Geoelectric investigations in Bakreswar geothermal area, West Bengal, India

Abstract

A cluster of hot springs in Bakreswar geothermal area, which belongs to the Chotanagpur Gneissic Complex in the eastern part of Peninsular India, is characterised by varying temperature and similar chemical composition.

Vertical electrical sounding (VES) investigations in and around Bakreswar reveal the presence of two to four prominent lithologic layers under prevailing hydrodynamic conditions. The intermediate weathered zone and the fractured rocks constitute a single aquifer system of varied hydraulic conductivity under water table condition. Lithology and groundwater conditions, as inferred from the VES, as well as hydrological studies, are in agreement with the nearby bore hole lithologs. Water table contours accompanied by VES findings of the region indicate that the occurrence and movement of groundwater take place mostly within the weathered and fractured rocks under unconfined condition. 1D interpretation of VES results reveals few promising groundwater potential zones in the eastern part of the region. Wenner resistivity profiling, coupled with VES and geological studies, indicates the presence of a nearly N–S striking buried fault providing passage for hot water to emerge in the form of springs.

Introduction

Bakreswar geothermal area (23°52′48″N:87°22′40″E) is one of the few groups of geothermal areas in the Chotanagpur Granite Gneiss Plateau of the eastern part of the Indian Peninsular Shield (Fig. 1). The geothermal areas in the terrain are characterised by surfacial manifestation of a cluster of springs with varied temperatures (35–88°C) and similar chemical compositions (Deb and Mukherjee, 1969). The springs mostly issue out of fractures in a reactivated composite mass comprising predominantly granitic rocks (Precambrian) with an E–W belt of sparsely occurring sedimentary outliers of Gondwana formation (Lower Permian to Middle Jurassic).
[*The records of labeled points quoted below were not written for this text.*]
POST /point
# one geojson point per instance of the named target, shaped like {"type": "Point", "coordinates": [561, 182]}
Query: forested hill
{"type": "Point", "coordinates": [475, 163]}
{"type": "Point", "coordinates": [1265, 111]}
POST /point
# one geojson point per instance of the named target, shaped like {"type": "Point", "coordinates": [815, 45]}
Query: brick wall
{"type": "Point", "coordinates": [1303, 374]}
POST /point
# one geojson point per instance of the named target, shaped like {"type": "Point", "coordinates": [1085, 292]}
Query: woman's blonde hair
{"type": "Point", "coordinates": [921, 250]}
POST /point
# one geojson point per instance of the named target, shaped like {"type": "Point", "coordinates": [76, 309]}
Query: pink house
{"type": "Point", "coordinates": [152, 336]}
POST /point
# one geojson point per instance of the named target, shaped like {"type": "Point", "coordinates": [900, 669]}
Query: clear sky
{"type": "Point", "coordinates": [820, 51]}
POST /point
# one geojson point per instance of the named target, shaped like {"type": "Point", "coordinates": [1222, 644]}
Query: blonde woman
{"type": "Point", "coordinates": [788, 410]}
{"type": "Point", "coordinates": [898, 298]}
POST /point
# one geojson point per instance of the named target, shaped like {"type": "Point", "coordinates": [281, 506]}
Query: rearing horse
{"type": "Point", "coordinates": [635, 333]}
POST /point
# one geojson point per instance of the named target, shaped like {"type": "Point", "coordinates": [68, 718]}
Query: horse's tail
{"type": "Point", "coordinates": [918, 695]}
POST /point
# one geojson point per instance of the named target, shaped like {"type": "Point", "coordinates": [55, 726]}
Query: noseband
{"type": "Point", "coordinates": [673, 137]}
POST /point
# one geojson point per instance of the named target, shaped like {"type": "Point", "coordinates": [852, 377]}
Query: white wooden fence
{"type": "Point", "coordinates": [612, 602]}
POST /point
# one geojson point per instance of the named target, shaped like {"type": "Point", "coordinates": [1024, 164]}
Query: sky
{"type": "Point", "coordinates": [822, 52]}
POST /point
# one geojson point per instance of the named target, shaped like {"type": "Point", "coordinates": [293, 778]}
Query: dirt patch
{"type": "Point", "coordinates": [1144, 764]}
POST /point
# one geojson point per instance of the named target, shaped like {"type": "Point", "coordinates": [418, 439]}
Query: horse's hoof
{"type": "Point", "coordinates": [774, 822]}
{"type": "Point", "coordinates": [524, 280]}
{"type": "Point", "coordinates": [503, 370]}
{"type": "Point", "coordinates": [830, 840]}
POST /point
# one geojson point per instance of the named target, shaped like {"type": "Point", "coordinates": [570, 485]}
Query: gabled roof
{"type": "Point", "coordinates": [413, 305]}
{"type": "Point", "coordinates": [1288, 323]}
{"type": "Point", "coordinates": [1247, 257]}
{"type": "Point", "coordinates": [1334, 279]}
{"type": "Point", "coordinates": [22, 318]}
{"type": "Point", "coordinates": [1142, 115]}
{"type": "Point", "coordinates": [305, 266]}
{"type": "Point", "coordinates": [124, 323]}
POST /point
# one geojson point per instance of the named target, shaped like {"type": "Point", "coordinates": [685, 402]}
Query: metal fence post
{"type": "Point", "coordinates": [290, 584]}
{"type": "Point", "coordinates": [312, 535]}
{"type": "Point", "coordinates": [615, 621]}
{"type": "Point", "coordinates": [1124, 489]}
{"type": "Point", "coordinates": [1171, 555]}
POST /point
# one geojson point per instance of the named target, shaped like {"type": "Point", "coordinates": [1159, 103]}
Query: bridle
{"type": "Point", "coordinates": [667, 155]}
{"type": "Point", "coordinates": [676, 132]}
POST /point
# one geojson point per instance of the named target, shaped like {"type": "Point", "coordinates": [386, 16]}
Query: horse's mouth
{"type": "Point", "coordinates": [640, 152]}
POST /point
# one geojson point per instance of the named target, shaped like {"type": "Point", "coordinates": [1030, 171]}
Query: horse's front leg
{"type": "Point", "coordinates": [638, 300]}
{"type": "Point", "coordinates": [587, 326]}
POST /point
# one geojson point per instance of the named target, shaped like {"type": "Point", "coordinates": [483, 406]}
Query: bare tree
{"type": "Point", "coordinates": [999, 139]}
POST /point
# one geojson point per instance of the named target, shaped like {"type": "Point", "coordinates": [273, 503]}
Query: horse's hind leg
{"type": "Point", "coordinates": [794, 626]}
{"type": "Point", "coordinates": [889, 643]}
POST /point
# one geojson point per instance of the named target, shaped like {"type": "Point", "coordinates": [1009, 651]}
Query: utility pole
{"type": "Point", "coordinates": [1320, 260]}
Several workers have investigated Bakreswar group of hot springs from time to time, dealing with their geological mode of occurrence and chemical composition Ghosh, 1948, Mukherjee, 1967, geochemistry (Chowdhury et al., 1964), genesis Chaterji and Guha, 1968, Deb and Mukherjee, 1969, natural gases with special reference to helium emanation Chatterjee, 1972, Ghose and Chatterjee, 1980, Ghose et al., 1989, Ghose et al., 1994, isotopic composition Ghose and Chatterjee, 1978, Majumdar et al., 1998 and geothermal energy potential Mukherjee, 1982, Majumdar et al., 1992, Mukhopadhyay, 1996.

Most of the previous works are restricted to surfacial studies and little is known about the subsurface geology related to the hot spring activity. On the basis of geophysical magnetic and electrical studies done by the Atomic Minerals Division (Calcutta) in the Bakreswar geothermal area, Nagar et al. (1996) have suggested the presence of a N–S trending fault extending for about 2 km in this area. Details of their investigations are not, however, published.

The weathered and fractured rocks present a good resistivity contrast with compact basement crystallines, and the structures, such as joint, fault, dyke, etc., in a geological terrain impose marked anomalies on the resistivity profiles. Hence, electrical resistivity investigations involving Schlumberger sounding and Wenner profiling are carried out in and around the Bakreswar geothermal area in conjunction with geological studies to (1) identify various lithologic layers for examining the nature of aquifer systems, (2) probe into the hydrology of the springs, and (3) detect the possible major fault zone or buried fractures leading to the hot water emergence in the form of springs.